The defining features are strong asset coverage, a clear income stream, and a credible exit. Those are exactly the features a bridge lender underwrites.
A portfolio bridge is sized against the value of the assets and, where relevant, the rental income they produce. Because these owners typically hold their stock at low leverage, the combined loan-to-value after a new facility often remains conservative, which gives the lender a comfortable security margin and supports sensible pricing.
Bridge facilities we arrange are typically priced from around 8% per annum, with senior leverage up to around 70% of value. The exact rate and loan-to-value depend on the asset, the location, the term and the borrower profile, and are set by the chosen lender rather than by us. The strength of the rental income and the quality of the exit do real work in shaping where within those ranges a facility lands.
One point matters more than any other on these transactions: we arrange senior facilities only. We do not place subordinated or second-charge junior debt behind someone else's mortgage.

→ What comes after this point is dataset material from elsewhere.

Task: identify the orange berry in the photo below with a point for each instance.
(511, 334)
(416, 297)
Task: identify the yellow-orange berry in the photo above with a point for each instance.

Where there is already a senior loan in place, the cleanest structure is usually a single first-charge facility that refinances the existing debt and the new requirement together. That keeps the lender in first position, simplifies the security, and avoids the intercreditor complications that come with sitting behind another bank. When an owner asks for a junior top-up behind an existing mortgage, that is a different product, and a different type of lender, from the one we arrange.
A portfolio bridge is short-term capital, so the exit is underwritten at the outset. Two routes are most common.
The first is a programmed sale of all or part of the stock. Selling apartments individually often realises more than a single block sale, and a bridge gives the owner the time to do that in an orderly way rather than under pressure.
The second is a refinancing, onto a longer-term Swiss facility once a business plan is complete, or once income or values have moved far enough to support it.
A credible, evidenced exit is the first thing a lender looks at. A vague intention to "sell or refinance" is not enough; the bridge has to be repayable on terms the lender can see.
For a first view, a short brief is enough: the assets and their location, an estimate of value, the rental income, the existing debt, the amount and term required, and the intended exit. From there we can say quickly whether the profile fits and how we would take it to market. As with all Swiss work, we confirm the Lex Koller position with the borrower's Swiss counsel before issuing terms, though for a Swiss-resident owner this is rarely an obstacle.
Switzerland rewards owners who plan their capital deliberately. A well-structured first-charge bridge, against a sound portfolio with a clear exit, is one of the more straightforward tools for doing exactly that.